Focus On the New Multi-Year Work Plan Imposed on Co-Ownership
The multi-year work plan is a new requirement arising from the passage of the Climate and Resilience Law in August 2021, which was inspired by the Citizen’s Climate Convention’s work. The aim to repair and modernize housing at the national level remains the course of action, and different measures, including this, help to coordinate the activity more accurately. What effect will this multi-year work plan have on French property owners, and when will it happen? The government’s answers thus far are listed below.
What obligation is there?
The premise is simple: because the building is over 15 years old, the co-owners’ organizations must carry out a multi-year work plan every 10 years. An study of the building and an energy performance diagnostic (DPE), which will lead the co-ownership towards compliance with the current requirements, are required to decide what to add.
This includes work that is critical to the building’s security, as well as work that is required for the inhabitants’ health and safety, as well as work that is beneficial to the building’s energy categorization.
The measure has a dual purpose: it informs owners who aren’t always informed about their co-ownership’s actual requirements in terms of maintenance and modernisation, and it compensates for the delays that French co-owners exhibit in terms of restoration, particularly insulation.
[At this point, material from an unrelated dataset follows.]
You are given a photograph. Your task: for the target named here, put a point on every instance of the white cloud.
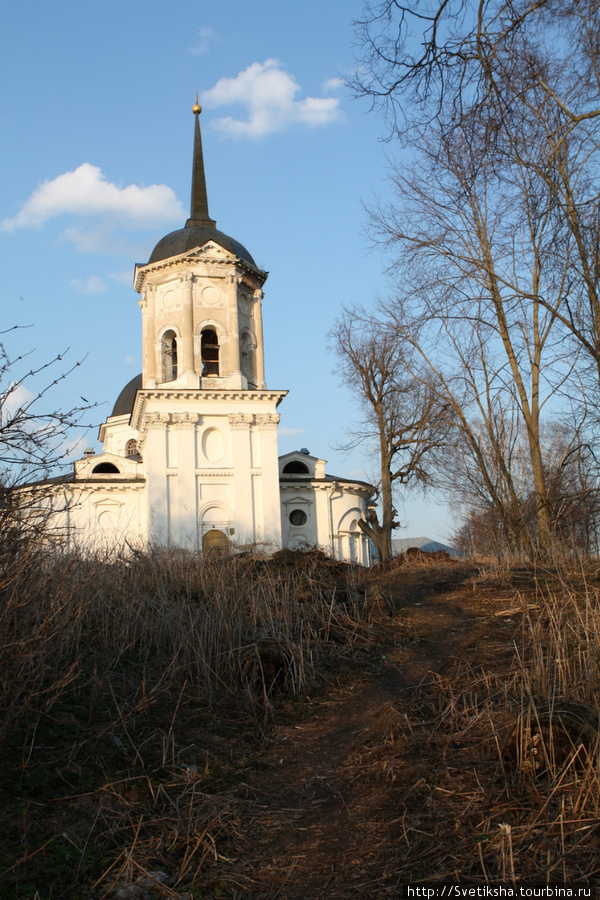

On the finance side, the existing requirement to provide a works fund is reiterated: a contribution of at least 5% of the anticipated budget or 2.5 percent of the total value of the approved work plan must be provided.
A phased implementation
The need will be phased in over time to allow smaller co-owners to organize themselves. As a result, three deadlines have been set:
• For co-owners with more than 200 lots, the deadline is January 1, 2023;
• For those with 50 to 199 lots, the deadline is January 1, 2024; and
• For those with fewer than 50 lots, the deadline is January 1, 2025.
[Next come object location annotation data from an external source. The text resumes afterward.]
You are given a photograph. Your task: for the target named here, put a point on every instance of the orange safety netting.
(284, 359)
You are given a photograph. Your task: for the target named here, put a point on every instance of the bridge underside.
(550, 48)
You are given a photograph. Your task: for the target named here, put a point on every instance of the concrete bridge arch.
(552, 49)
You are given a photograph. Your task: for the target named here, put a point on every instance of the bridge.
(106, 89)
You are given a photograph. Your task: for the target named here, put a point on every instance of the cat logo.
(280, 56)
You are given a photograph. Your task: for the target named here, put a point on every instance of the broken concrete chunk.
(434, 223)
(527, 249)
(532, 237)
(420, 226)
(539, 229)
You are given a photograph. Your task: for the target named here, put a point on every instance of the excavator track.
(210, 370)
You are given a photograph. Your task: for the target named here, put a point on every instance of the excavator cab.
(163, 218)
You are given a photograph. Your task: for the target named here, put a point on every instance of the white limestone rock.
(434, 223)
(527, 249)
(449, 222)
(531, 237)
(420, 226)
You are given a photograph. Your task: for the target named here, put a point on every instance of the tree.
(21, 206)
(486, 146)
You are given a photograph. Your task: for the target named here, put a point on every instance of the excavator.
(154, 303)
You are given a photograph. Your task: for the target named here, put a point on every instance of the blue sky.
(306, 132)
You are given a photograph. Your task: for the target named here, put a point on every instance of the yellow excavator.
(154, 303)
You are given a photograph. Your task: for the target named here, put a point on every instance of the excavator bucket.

To guarantee its execution and manage its timeline, the multi-year work plan should be presented at the first general meeting after its creation and placed on the agenda for each consecutive meeting.
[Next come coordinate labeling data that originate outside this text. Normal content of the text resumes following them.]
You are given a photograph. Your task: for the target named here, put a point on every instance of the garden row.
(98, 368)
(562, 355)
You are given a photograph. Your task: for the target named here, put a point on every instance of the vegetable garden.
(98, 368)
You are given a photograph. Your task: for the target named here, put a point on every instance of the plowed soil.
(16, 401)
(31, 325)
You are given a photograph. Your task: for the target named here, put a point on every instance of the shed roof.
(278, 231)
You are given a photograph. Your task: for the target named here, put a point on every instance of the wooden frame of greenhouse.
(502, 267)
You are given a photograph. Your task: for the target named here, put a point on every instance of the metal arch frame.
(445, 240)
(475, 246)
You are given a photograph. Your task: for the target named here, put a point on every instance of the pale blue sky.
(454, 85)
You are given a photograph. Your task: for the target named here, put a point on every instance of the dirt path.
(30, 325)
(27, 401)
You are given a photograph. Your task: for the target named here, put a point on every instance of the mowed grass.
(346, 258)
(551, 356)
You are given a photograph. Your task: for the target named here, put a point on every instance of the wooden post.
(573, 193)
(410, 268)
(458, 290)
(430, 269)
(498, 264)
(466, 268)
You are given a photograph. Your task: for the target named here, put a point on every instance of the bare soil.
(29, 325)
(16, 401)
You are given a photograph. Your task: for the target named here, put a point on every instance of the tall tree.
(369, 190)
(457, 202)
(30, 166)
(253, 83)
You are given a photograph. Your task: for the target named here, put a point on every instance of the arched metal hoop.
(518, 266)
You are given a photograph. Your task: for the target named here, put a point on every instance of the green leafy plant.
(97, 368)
The content of the multi-year work plan
In concrete terms, the plan must contain all of the components, which must be measured and prioritized over time to ensure that the goal established after the building’s analysis and energy performance diagnostic is met. This goal must at the very least enable the co-ownership to meet legal responsibilities, and it may be extended according to the co-owners’ desires in order to improve the beauty and comfort, if not the value, of their building.
The initial aim for the affected co-owners will clearly be to escape the status as “energy strainer,” hence the classifications in F and G of the DPE, to which the classification in E is ultimately appended by the deputies to the aforementioned legislation.
To provide visibility to the co-owners, the proposed activity must be costed. Prioritization by priority level will also allow for the top priority to be human health, followed by improved comfort and involvement in the community endeavor to decrease energy use.
The co-ownership stock in France tends to age since there is no legal duty to repair it, even if it is in the co-owners’ best interests to do so. Because of the visual enhancement and improved comfort, a well-insulated and restored building improves in value, and the goal may be to recoup the investment in labor. We can be certain that our multi-year strategy will enable this observation for families that have been able to spread the costs of implementation across time.